When you live abroad and your children go school with 62 other nationalities, there is one day that comes up every year, ‘Wear your national dress day’, and for some reason this day puts me on the defensive straight away.
See, unfortunately for me, the very mention of traditional Irish national dress, conjures up an image of a laughable leprechaun, a laughing stock, a shillelagh flailing drunken little man who is expert at tricks of trivia but little else. Just not able to suck up the ridiculous even for one day, I refuse to tog my 4 year old out in a 3 foot high foam green velvet hat, a plastic crock of gold and a red wig and beard. Even the sight of others donned in this ridiculous attire makes me flinch however the issue is still live and I have still to create an outfit reflective of our national heritage.
The fact that in the class alone, there are Portuguese, Spanish, Arabian, French, Greek, American, English, Welch, Swedish, Lebanese, Egyptian and South African kids, you would think that would ease the pressure, after all, all of these have to do the same, but no, I cannot escape that deep seated fear that we’ll get laughed at. Years of Paddy Irishman jokes have left irreparable scar tissue with the result that on days like this, I always feel under pressure to portray the best image possible of us Irish, not a joke one, possibly an unfair responsibility to lay on the shoulders of an unsuspecting four year old but laying feelings of inferiority, guilt and the possibility that the whole town is laughing at you, is what us Catholic Irish pass on best to the upcoming generation.

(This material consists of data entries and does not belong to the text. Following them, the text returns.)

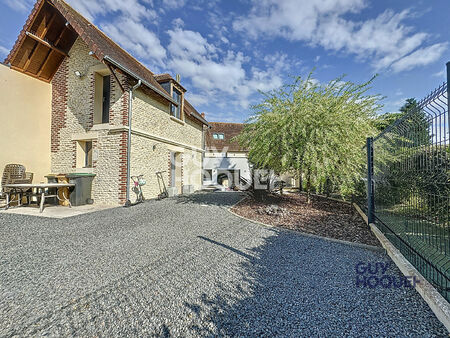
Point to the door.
(173, 169)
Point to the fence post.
(448, 92)
(370, 186)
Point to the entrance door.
(173, 169)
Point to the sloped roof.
(57, 25)
(230, 130)
(99, 43)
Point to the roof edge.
(137, 77)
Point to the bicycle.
(137, 189)
(162, 185)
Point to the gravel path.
(187, 267)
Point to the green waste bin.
(81, 194)
(51, 178)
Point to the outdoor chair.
(15, 174)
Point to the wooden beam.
(115, 76)
(12, 58)
(47, 44)
(27, 63)
(50, 52)
(30, 74)
(47, 26)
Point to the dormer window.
(176, 110)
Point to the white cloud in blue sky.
(227, 51)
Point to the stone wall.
(72, 117)
(155, 133)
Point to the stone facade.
(157, 136)
(154, 134)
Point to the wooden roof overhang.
(43, 44)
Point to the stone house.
(226, 162)
(97, 91)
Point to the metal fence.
(408, 194)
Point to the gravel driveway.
(187, 267)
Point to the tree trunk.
(300, 181)
(308, 187)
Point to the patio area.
(56, 211)
(188, 267)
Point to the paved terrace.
(188, 267)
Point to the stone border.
(333, 240)
(432, 297)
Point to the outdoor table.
(41, 191)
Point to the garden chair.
(15, 174)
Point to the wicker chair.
(15, 174)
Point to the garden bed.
(323, 217)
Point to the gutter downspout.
(130, 112)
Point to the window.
(102, 98)
(207, 174)
(84, 154)
(176, 110)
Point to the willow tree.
(314, 130)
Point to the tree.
(315, 130)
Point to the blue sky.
(225, 51)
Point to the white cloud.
(173, 4)
(178, 22)
(382, 40)
(441, 74)
(214, 73)
(420, 57)
(137, 39)
(19, 5)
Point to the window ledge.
(101, 126)
(173, 118)
(84, 170)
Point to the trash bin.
(83, 188)
(63, 193)
(51, 178)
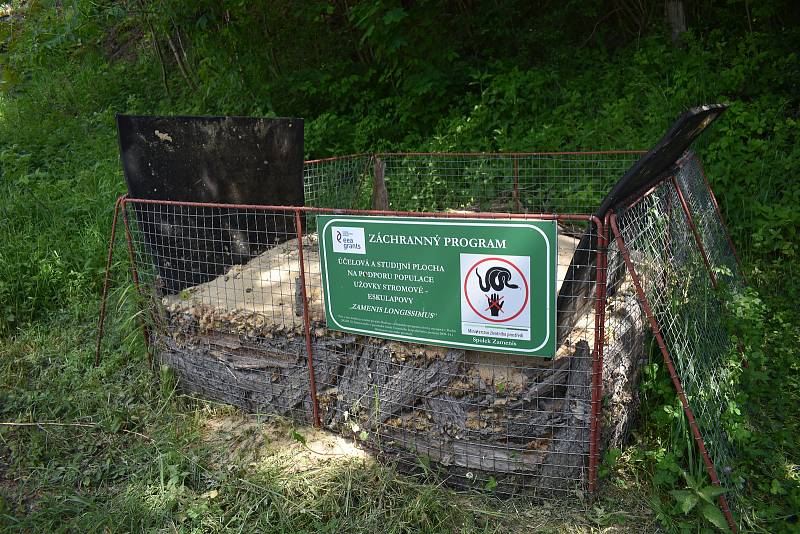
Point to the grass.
(117, 449)
(123, 451)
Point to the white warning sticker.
(496, 296)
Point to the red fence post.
(597, 355)
(135, 276)
(109, 259)
(516, 184)
(312, 382)
(712, 472)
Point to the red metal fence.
(232, 299)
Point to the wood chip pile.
(476, 418)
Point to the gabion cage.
(233, 302)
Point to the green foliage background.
(390, 75)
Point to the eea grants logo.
(348, 239)
(495, 296)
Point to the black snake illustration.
(497, 278)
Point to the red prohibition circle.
(466, 294)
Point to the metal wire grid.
(708, 220)
(477, 420)
(341, 182)
(680, 291)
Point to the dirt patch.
(246, 440)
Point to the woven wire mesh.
(686, 306)
(227, 306)
(221, 312)
(707, 218)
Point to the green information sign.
(474, 284)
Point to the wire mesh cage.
(233, 299)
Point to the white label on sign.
(495, 296)
(349, 240)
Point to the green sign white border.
(439, 221)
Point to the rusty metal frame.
(601, 264)
(723, 502)
(312, 381)
(106, 280)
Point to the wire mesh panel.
(342, 182)
(679, 288)
(708, 220)
(234, 301)
(221, 291)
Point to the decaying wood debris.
(522, 421)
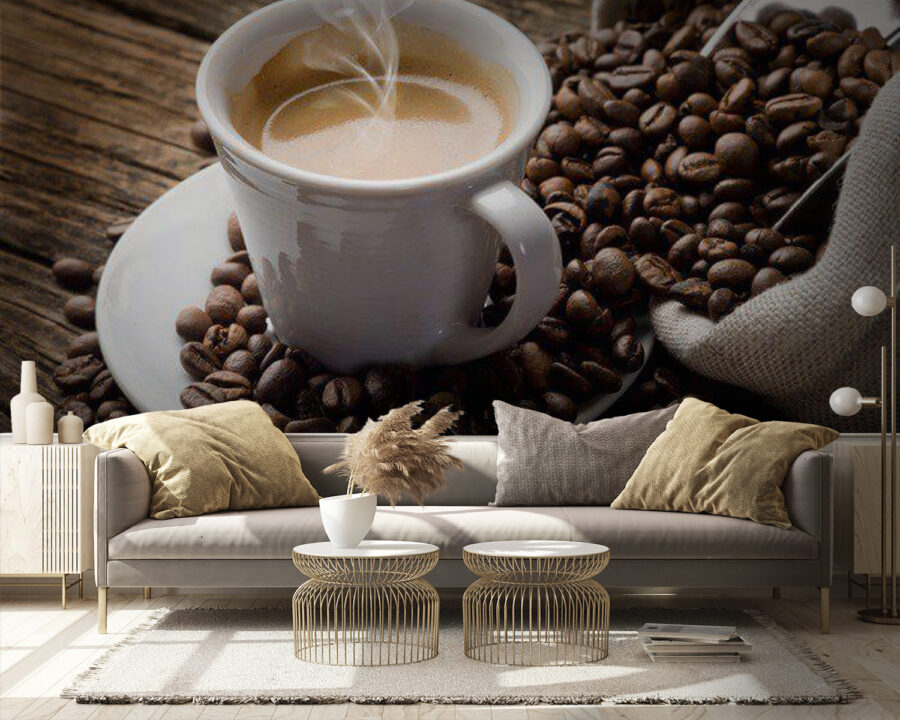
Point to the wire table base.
(365, 610)
(536, 610)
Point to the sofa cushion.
(270, 534)
(546, 461)
(711, 461)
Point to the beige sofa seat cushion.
(270, 534)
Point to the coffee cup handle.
(534, 247)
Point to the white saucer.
(162, 264)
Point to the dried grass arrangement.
(389, 457)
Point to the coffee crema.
(319, 105)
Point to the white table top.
(367, 548)
(536, 548)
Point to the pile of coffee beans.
(662, 164)
(580, 350)
(87, 385)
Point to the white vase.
(347, 518)
(39, 423)
(70, 428)
(27, 394)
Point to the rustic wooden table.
(97, 102)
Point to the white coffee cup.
(363, 272)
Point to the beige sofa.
(648, 549)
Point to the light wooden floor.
(42, 648)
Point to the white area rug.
(240, 656)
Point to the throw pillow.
(710, 461)
(545, 461)
(217, 457)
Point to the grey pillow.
(545, 461)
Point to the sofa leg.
(101, 610)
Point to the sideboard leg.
(101, 610)
(824, 611)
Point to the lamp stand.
(887, 615)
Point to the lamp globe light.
(845, 401)
(868, 301)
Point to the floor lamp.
(869, 301)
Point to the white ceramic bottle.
(39, 423)
(69, 429)
(27, 394)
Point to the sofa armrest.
(807, 493)
(121, 499)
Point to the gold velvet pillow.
(710, 461)
(217, 457)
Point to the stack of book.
(693, 643)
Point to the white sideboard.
(46, 511)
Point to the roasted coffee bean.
(699, 167)
(242, 362)
(612, 272)
(559, 406)
(766, 278)
(552, 333)
(73, 274)
(80, 310)
(731, 273)
(713, 249)
(223, 303)
(756, 39)
(85, 344)
(77, 373)
(235, 234)
(198, 360)
(662, 202)
(279, 383)
(627, 354)
(692, 292)
(192, 323)
(228, 379)
(250, 290)
(103, 387)
(657, 120)
(350, 424)
(229, 273)
(601, 377)
(342, 396)
(737, 155)
(310, 425)
(252, 318)
(792, 108)
(721, 303)
(201, 138)
(791, 259)
(224, 340)
(602, 202)
(695, 132)
(562, 139)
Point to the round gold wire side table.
(366, 605)
(535, 603)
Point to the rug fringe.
(846, 690)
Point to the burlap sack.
(795, 343)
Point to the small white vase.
(28, 394)
(347, 518)
(39, 423)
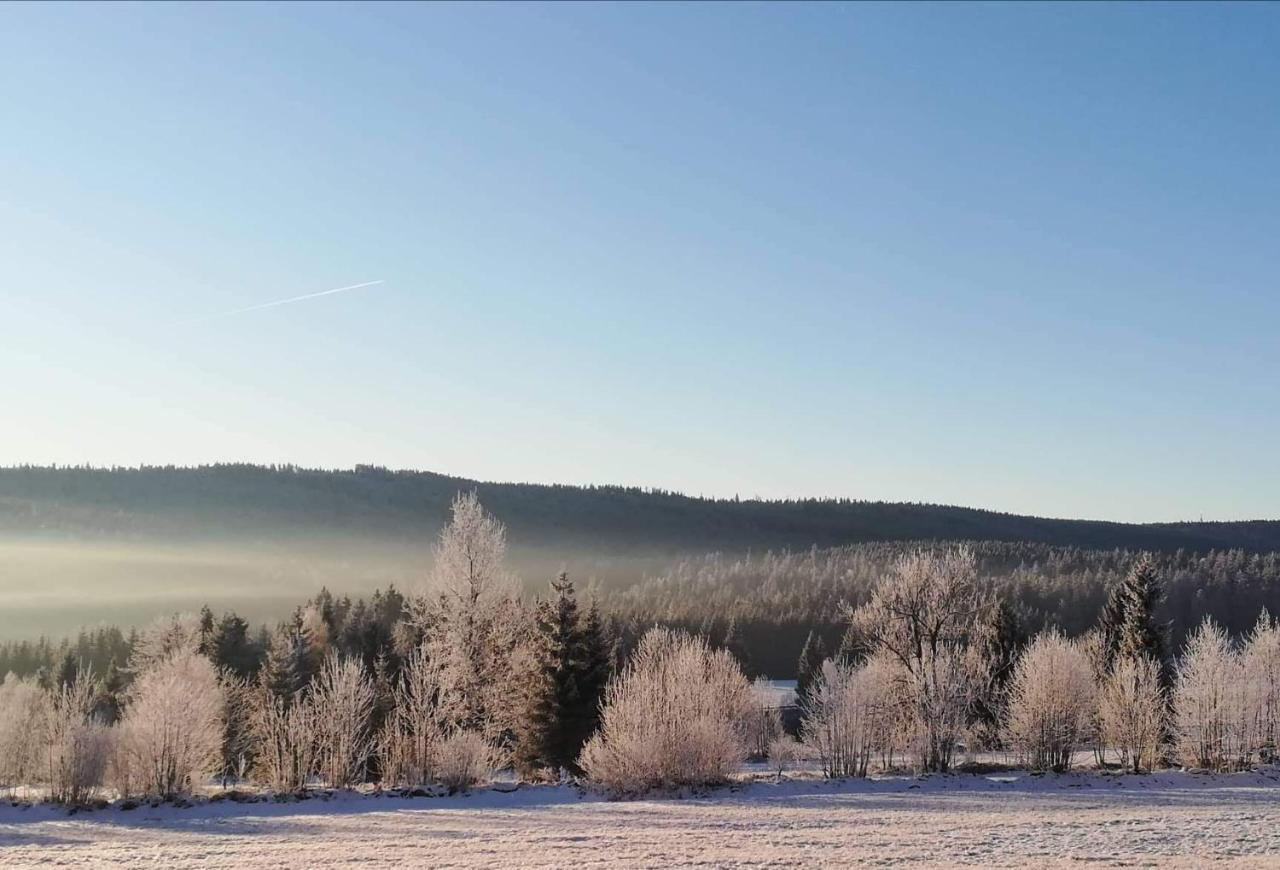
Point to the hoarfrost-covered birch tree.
(1132, 711)
(923, 616)
(172, 732)
(679, 714)
(1051, 701)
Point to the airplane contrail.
(279, 302)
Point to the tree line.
(603, 521)
(443, 686)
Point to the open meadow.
(1015, 820)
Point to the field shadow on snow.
(940, 793)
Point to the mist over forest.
(87, 546)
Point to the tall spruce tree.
(1141, 595)
(736, 646)
(572, 668)
(1111, 624)
(812, 656)
(1000, 639)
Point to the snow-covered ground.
(1170, 819)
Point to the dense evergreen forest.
(764, 605)
(231, 499)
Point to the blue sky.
(1020, 257)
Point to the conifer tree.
(1139, 632)
(1111, 624)
(572, 668)
(812, 656)
(736, 646)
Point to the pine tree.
(206, 632)
(735, 645)
(812, 656)
(1139, 632)
(599, 653)
(572, 667)
(288, 660)
(231, 648)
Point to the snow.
(1016, 820)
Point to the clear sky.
(1020, 257)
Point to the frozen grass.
(1170, 819)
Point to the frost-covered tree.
(999, 640)
(766, 722)
(570, 662)
(73, 743)
(809, 665)
(785, 752)
(1051, 701)
(342, 697)
(172, 731)
(1261, 664)
(415, 728)
(283, 738)
(1206, 701)
(924, 616)
(676, 715)
(472, 622)
(465, 760)
(164, 637)
(842, 719)
(1132, 710)
(22, 711)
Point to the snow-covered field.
(1169, 819)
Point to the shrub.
(1261, 663)
(785, 754)
(923, 617)
(677, 715)
(1052, 701)
(465, 760)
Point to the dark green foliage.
(1141, 635)
(809, 667)
(853, 650)
(1000, 640)
(206, 631)
(234, 498)
(563, 708)
(232, 649)
(1111, 624)
(737, 648)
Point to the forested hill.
(214, 502)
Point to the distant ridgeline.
(229, 499)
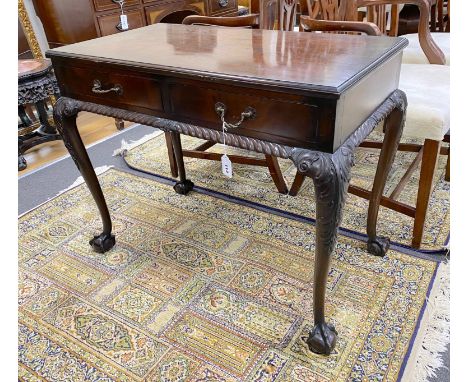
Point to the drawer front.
(295, 122)
(107, 5)
(109, 24)
(221, 6)
(138, 92)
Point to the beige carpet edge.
(434, 332)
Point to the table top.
(296, 60)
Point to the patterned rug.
(254, 184)
(201, 289)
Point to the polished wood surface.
(243, 78)
(284, 19)
(329, 63)
(291, 79)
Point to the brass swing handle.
(248, 113)
(97, 88)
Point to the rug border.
(421, 323)
(404, 248)
(407, 250)
(419, 330)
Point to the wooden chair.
(427, 89)
(274, 14)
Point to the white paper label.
(226, 166)
(123, 22)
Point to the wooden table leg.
(331, 174)
(393, 128)
(184, 185)
(65, 113)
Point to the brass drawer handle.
(97, 88)
(248, 113)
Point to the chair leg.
(170, 153)
(276, 174)
(428, 166)
(297, 184)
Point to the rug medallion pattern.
(255, 184)
(200, 289)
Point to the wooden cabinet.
(145, 12)
(70, 21)
(110, 23)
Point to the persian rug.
(201, 289)
(255, 184)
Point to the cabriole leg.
(65, 113)
(330, 174)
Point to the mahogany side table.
(311, 98)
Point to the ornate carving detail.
(66, 108)
(28, 30)
(33, 91)
(187, 129)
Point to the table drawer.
(109, 24)
(131, 91)
(296, 121)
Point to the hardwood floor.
(92, 128)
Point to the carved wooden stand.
(330, 173)
(34, 88)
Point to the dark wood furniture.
(315, 97)
(70, 21)
(336, 16)
(274, 14)
(36, 84)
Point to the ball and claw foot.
(379, 246)
(21, 163)
(103, 242)
(322, 338)
(183, 187)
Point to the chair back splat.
(278, 14)
(381, 13)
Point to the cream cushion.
(427, 89)
(413, 54)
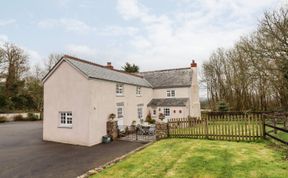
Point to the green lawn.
(201, 158)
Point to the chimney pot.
(109, 65)
(193, 64)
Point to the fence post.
(263, 125)
(168, 134)
(136, 133)
(206, 126)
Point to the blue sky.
(154, 34)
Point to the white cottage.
(80, 95)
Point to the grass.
(201, 158)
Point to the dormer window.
(138, 91)
(119, 89)
(170, 93)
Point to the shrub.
(223, 106)
(149, 119)
(161, 116)
(3, 119)
(32, 117)
(19, 117)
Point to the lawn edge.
(99, 169)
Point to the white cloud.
(117, 31)
(34, 56)
(80, 50)
(71, 25)
(7, 22)
(3, 38)
(192, 30)
(80, 27)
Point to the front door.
(120, 115)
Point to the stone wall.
(112, 129)
(161, 130)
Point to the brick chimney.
(109, 65)
(193, 64)
(194, 97)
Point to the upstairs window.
(119, 89)
(167, 112)
(120, 112)
(170, 93)
(154, 112)
(138, 91)
(65, 119)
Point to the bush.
(19, 117)
(3, 119)
(149, 119)
(32, 117)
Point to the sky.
(154, 34)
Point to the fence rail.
(231, 126)
(275, 123)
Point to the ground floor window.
(140, 112)
(65, 119)
(120, 112)
(154, 112)
(166, 111)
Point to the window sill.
(65, 127)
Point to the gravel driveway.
(24, 154)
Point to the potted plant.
(161, 116)
(149, 119)
(111, 117)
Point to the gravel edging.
(111, 163)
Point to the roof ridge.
(163, 70)
(98, 65)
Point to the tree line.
(253, 74)
(20, 85)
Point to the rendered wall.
(66, 90)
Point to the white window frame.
(138, 91)
(154, 113)
(171, 93)
(120, 116)
(65, 119)
(119, 89)
(140, 112)
(166, 111)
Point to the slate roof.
(168, 102)
(181, 77)
(97, 71)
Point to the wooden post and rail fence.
(236, 126)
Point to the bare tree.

So I started to think of what other images have truly shaped the Irish people of today and perhaps we could use a different attire as our National Dress. As an Irish emigrant and an immigrant to Qatar, I began to think of all the emigrants that left Ireland over the years and how emigration itself played a large part in forming us as a culture.
Take the humble Irish emigrant back in the 1850’s , that landed on the boat at Ellis Island, a tweed trousers, white grandfather collar shirt, braces and a cap. Eyes filled with the sadness of leaving home and promise of a bright future, as they leave the thatched roofs and turf fires of home. But this only reflects a period in time, it doesn’t reflect the progress we’ve made as a nation since. Also difficult to convey the sincerity needed to pull this off to a four year old who is busy making a booby trap use a skipping rope and a plastic swing ball.
So I fast forwarded a hundred plus years to when people were emigrating to England, a more suave bunch, sick of kicking stones at home and eager to ‘make a go of it’ in London, they headed over for a couple of months, years or decades to make their fortune, of course some never came back and never made their fortune, but thousands did and for decades to follow, making the leap to London was considered a natural progression. Flared jeans, wide necked shirts, sideburns and pageboy haircut, would have depicted this generation of Irish well as they left the familiarity of the Formica and lino of home and their 6 other siblings, but it just didn’t encompass what it means to be Irish today.
I fast forwarded another few years to recent times where the usual destinations for emigration are no longer Liverpool and London, instead they are Dubai and Doha. The image of the ‘eager to please’ emigrant is gone and is replaced by a relaxed figure, disembarking an Etihad flight with an air of ‘because I’m worth it’. The apartment in D4 is rented, the house in Maynooth is empty, ready for Saoirse and the kids in summer and if the job doesn’t work out they can stick it, you’ve a back-up plan in Brunei anyway.
So I rinsed out his favourite Canterbury Irish rugby top, picked up his Tommy shorts from the Ironing Parlour and got the maid to get the toothbrush to his sailing crocs, and voila, we have it, Ireland’s national dress, Doha, 2015.